Working with Intention

I’m Andy Temte and welcome to the Saturday Morning Muse! Start to your weekend with me by exploring topics that span leadership, business management, education, and other musings designed to support your journey of personal and professional continuous improvement. Today is August 17, 2024.

Does it feel like you’re just swinging in the breeze, rudderless and directionless in your work? A mindset hack I like to employ is to tell myself: Today I will practice being INTENTIONAL to improve engagement with my work.

It's easy to fall into the trap of allowing the subconscious to take over and guide us. It's much more difficult to engage the frontal lobe and be deliberate with our words and deeds. Entropy—the natural tendency for things to fall apart—is always lurking in the wings and is all too happy to take over when we take our eye off the ball. So today, I’m musing about building the skill of living with intention. While I’m talking primarily about your work environment today, practicing the skill of being intentional also adds value in your personal life.

Improving Intention, Step 1: Self-Reflection

I believe that both personal and workplace intention must be practiced. To get started, carve out time for self-reflection. I like to engage in self-reflection on my tractor, or while I’m out on our property trimming or gardening. I encourage you to find your happy place and use that space to self-reflect. Turn off the music and all the other convenient distractions that consume your mind. Learn to just ‘be.’ For many, it’s difficult to be still and allow your thoughts to wash over you.

Here are a few questions to ask yourself:

  • Are my individual and team goals well-defined? Do they align with my purpose? Does my purpose align with the company's north star? Do I even know what my purpose is?

  • Am I filling the work day with "busy work" that is not moving me and my team closer to our goals?

  • What's the status of my "joy/drudgery" ledger? Is it out of balance?

  • Are things "happening to me" or am I "making things happen?"

  • On average, am I a "tourist" or a meaningful contributor in the endless stream of meetings I'm invited to?

  • Am I adrift or anchored - floating or grounded?

A wonderful tool to use during this (or any other) self-exploration exercise is the "five whys" to help uncover root cause. To use the five whys, pick a question from above and ask your first why. Your response is unlikely to arrive at root cause, so ask "why" a second time. Continue asking whys in an attempt to shed the surface-level or superficial rationale we use to justify our actions and delve deeper into the true meaning behind motivations and purpose. Oh, and if you’re unsure of your personal purpose, here’s the link to my free guidebook that can help create personal clarity and define your personal purpose.

A word of caution: self-reflection and the use of the five whys requires an open mind and a strong ego in order to challenge potential unconscious bias and consider answers that may not be popular or fit neatly into existing narratives. Hence, it's seldom the case that meaningful results come solely from self-reflection exercises. To make more progress, we will need the help of our coaches and mentors.

Improving Intention, Step 2: Talk to a Coach

Many of us will need the help of a coach or mentor to turn self-reflection into action. To start, ask your supervisor for a meaningful block of time to discuss the results of your self-reflection. An enlightened, empathetic supervisor will have a strong coaching skillset that will help get you back on track. This brand of supervisor will have excellent active listening skills and will jump at the chance to engage in a development conversation driven by you versus more traditional development conversations that are driven by them.

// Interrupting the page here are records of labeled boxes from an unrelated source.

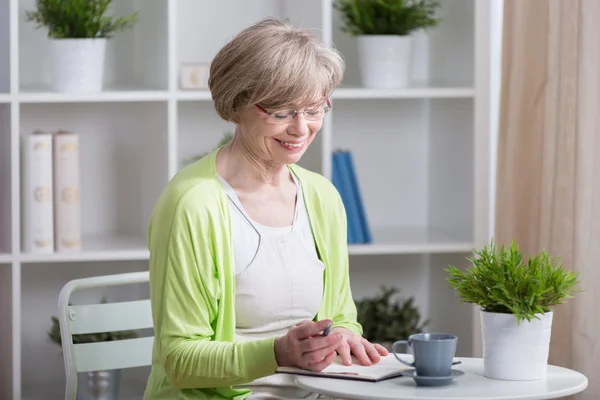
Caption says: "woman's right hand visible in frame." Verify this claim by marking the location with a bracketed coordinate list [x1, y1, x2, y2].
[275, 320, 342, 372]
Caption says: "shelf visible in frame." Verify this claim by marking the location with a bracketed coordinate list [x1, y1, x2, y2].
[19, 0, 169, 91]
[19, 235, 149, 263]
[0, 104, 12, 253]
[175, 90, 212, 101]
[348, 228, 474, 255]
[17, 88, 169, 103]
[20, 102, 168, 255]
[0, 0, 11, 94]
[332, 87, 475, 100]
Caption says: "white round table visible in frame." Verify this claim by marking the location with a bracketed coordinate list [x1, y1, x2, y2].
[295, 357, 588, 400]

The reason behind starting with your supervisor is that they should have a clear understanding of business priorities and are in the best position to help "connect the dots" between your role/work and that of the team and ultimately the company's north star. Narrowing focus is key here—it's easy to become overwhelmed by the list of things we should be more intentional or deliberate about and end up paralyzed and do nothing.

If you don't feel like your supervisor would be receptive to this conversation do two things:

  • Engage in the "five whys" exercise to uncover the root cause of behind your reticence to have a deeper development conversation with your supervisor. One of your boss's primary jobs is to help coach and develop you into that next best version of yourself. Maybe you're held back by the post-traumatic stress of a "bad boss" in your past and you're projecting that experience on your current supervisor. However scary it may seem to have a deep development conversation with your supervisor, I recommend giving it a chance - you might be pleasantly surprised!

  • Ask a non-work coach or mentor to help you make sense of your self-reflection. As an alternative, your company's HR department may have access to third-party coaching resources.

Conclusion

According to Gallup, employee engagement has been on a "rollercoaster" ride since early 2020, when the percent of employees ‘engaged’ in their work peaked at 36%. Since that time, we’ve lived through a deadly pandemic, social/economic upheaval, and a period of reflection on the meaning of work and where work fits into our lives. As of this recording, engagement has ticked up a bit from its low point of 30% in February of this year. I believe strongly that if (a) corporate leaders do a better job of defining and communicating organizational purpose, vision, and goals, while (b) each of us simultaneously identifies and connects with our purpose and lives with intention, employee engagement will increase. We all win if we operate with more intention.